US Agriculture Secretary Tom Vilsack says he is ‘disappointed’ with AMLO’s GMO corn decree

US Agriculture Secretary Tom Vilsack (Photo: POLITICO)

US Agriculture Secretary Tom Vilsack rebuffed a concession by Mexico in a simmering trade dispute over a planned ban on genetically modified US corn.

Vilsack is “disappointed” by Mexican President Andres Manuel Lopez Obrador’s decree that would scale back the planned ban by scrapping a deadline to halt imports of GMO corn for livestock feed, according to a statement Tuesday. The Mexican president known as AMLO is still pressing forward with a prohibition on GMO corn for human consumption.

The Mexican government’s efforts to block imports of US GMO corn have become one of the biggest trade irritants between Mexico and its northern neighbor. Mexico is the US’s second-largest export market and the issue has mobilized President Joe Biden’s administration, as well as elected representatives in key corn-growing states including Iowa Senators Chuck Grassley and Joni Ernst.

Biden administration officials and US corn growers have asserted that restrictions on genetically modified corn aren’t backed up by scientific evidence and would violate the USMCA trade accord.

Vilsack said in his statement that the administration is “carefully reviewing the details of the new decree” and intends “to ensure our science-based, rules-based commitment remains firm.”

The National Corn Growers Association, a US trade group, blasted the new decree. The Biden administration “has been more than patient with Mexico” and tolerating import restrictions on US corn “makes USMCA a dead letter,” NCGA President Tom Haag said in a statement.

Mexico would eliminate a deadline to ban GMO corn for animals and manufactured products, the economy ministry said in a statement Monday. Instead, the phase-out will depend on supply and establishing working groups with domestic and foreign businesses for an orderly transition.

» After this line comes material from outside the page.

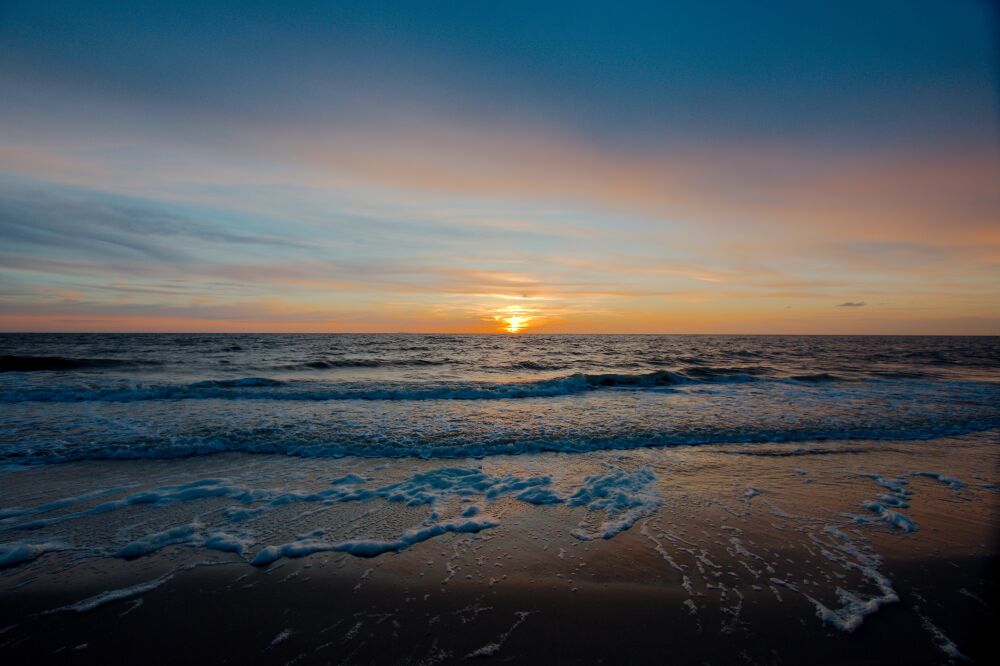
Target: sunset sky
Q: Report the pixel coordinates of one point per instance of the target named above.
(668, 167)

But Mexico will still prohibit the importation of GMO corn for flour and tortillas, as well as glyphosate, a commonly used pesticide.

The change provides some relief to US farmers, given that most corn exports to Mexico are of the yellow variety that’s primarily used as livestock feed. White corn, used for tortillas and other dishes, is a smaller portion of US exports to Mexico.

The NCGA has pushed for an arbitration panel under the US-Mexico-Canada trade agreement to settle the dispute, saying Mexico’s plans violate the deal. Last month, the group signaled there was no room for compromise, saying a ban would “deliver a blow to American farmers and exacerbate current food insecurity in Mexico.”